When life gives you lemons, make lemonade. Unless you’re out of lemons, aren’t keen on going to the grocery store — a pandemic and shelter-in-place orders make that understandable — and, well, you just don’t feel like getting dressed. Lemonade can still happen by ordering your groceries online and having them delivered.
As a result of public health department orders to stay put and limit excursions to high traffic areas like grocery stores, two new services have bloomed and another established service is busier than ever. And, according to recent notices from public health officials, trips to Montrose — a Telluride routine — are strongly discouraged.
One of the two new services comes from Telluride Express’s Director of Business, Sutton Schuler. She hatched the idea of running errands for those abiding advice to not leave the county, and went fishing on social media. Would people use such a service? The answer, she said was resounding “yes.” The service will pick up goods from “anywhere you can shop online and prepay,” including City Market (use their ClickList service), Target, Walgreens and Walmart, and other stores.
“Don’t hesitate to approach us,” Schuler said. “We want to provide as much assistance as we can.”
Not only was Schuler motivated to provide a service for the community, but Telluride Express has a fleet of drivers idled as a result of limited public transportation services.
“We’d like to be able to keep our drivers employed during this time,” she said. “And we want to provide a safe way for people to get what they need.”
And for those concerned about the possible spread of the novel coronavirus, Schuler said that though the drivers are taking risks, there is less exposure to other people as they are clad in gloves, masks and given a wellness and temperature check before being allowed to turn the ignition.
Home deliveries will be made in Telluride and Mountain Village, though as demand increases, Telluride Express will consider outlying communities, as well. Drivers need simply drop groceries on your doorstep in bags or in coolers you leave out for frozen and perishable goods.
The trips to Montrose will run Tuesday, Thursday and Sunday. To make a reservation, call 970-728-6000. There are delivery fees.
Ghost Pocket Kitchen isn’t necessarily new on the scene, but their idea to provide groceries is, like Schuler’s, in response to community need.
Geneva Shaunette is a co-owner of the shared commercial kitchen space in Ilium Valley with Elena Levin and Laura Shaunette. The three came to the conclusion to include providing groceries to locals when they realized they had “so much storage.”
“We want to fill in the gap with Vicki’s Fresh Food Movement deliveries,” Geneva said. “We’ll be focusing on healthy and organic pantry items and frozen foods” with a focus on vegan and vegetarian meals and ingredients. As a result of interrupted and delayed supply chains, there have been challenges in procuring items like toilet paper, paper towels and other homecare products, but the team asks for patience while they try to expand beyond food.
Like other delivery services, the idea is to prevent people from driving to Montrose.
“It will be cheaper to shop with us,” she said.

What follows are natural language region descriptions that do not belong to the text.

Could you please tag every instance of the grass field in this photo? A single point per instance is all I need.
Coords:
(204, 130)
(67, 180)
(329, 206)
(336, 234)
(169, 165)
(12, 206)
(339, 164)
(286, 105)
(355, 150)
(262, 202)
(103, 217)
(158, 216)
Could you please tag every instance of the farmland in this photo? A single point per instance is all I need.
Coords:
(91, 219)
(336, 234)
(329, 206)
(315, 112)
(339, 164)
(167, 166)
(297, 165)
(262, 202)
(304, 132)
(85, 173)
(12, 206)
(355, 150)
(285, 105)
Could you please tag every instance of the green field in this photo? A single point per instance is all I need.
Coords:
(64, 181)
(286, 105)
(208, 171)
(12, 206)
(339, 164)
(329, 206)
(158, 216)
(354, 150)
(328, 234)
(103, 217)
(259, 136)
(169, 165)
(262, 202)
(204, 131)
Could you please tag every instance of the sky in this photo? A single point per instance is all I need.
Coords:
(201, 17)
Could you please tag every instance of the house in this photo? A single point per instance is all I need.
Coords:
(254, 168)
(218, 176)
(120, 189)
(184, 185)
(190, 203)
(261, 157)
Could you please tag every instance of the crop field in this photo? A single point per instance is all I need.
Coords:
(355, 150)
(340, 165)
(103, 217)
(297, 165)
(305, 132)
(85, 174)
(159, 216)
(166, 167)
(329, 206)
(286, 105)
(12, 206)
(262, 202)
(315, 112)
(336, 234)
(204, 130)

The service, she added, “will be easy and safe.” Ghost Pocket Kitchen & Supply will deliver to Telluride and Mountain Village with expanded services to Lawson Hill, Ophir and San Bernardo, depending on demand. Or, pick up at the Ilium facility can be done with minimal human contact.

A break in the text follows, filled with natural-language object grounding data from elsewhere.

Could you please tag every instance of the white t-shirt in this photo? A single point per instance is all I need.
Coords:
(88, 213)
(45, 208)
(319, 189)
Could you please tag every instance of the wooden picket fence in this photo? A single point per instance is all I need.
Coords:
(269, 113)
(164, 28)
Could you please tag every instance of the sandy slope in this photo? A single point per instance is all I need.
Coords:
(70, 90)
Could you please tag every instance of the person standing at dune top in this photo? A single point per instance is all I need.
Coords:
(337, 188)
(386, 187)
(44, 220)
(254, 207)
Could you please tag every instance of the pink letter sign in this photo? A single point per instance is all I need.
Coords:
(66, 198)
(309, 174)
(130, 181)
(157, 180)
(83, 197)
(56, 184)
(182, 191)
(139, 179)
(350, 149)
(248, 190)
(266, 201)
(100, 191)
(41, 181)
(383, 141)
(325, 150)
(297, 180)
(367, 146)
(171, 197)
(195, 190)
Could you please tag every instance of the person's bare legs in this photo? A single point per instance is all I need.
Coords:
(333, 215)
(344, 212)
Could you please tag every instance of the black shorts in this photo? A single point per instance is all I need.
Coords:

Shaunette said the company is working on grants so that they can potentially offer delivery for free.
To order go to ghostpocketkitchen.com and click on Ghost Pocket Supply.
The elder statesman of grocery delivery service is Clark’s Market, though up until now, their clientele has largely been vacationers and second homeowners who want to roll into town and settle in to a condo or home with a full refrigerator. Clark’s manager, Mike Jackman, said things have changed.
“Now it’s an older age group that are afraid to leave the house,” Jackman said. And since coronavirus precautions are being taken, prepaid orders are simply left on a customer’s porch, rather than have delivery personnel put items away for you.
The Clark’s service is “looking to ratchet it up even more,” Jackman said, noting the service is currently being used twice as much as ever, particularly as town enters into its traditional off-season.
“It could be a whole other department, but we just don’t have the people,” he said, adding that they are hiring.
To order online got to clarksmarket.com. To apply for a job, call 970-728-3124.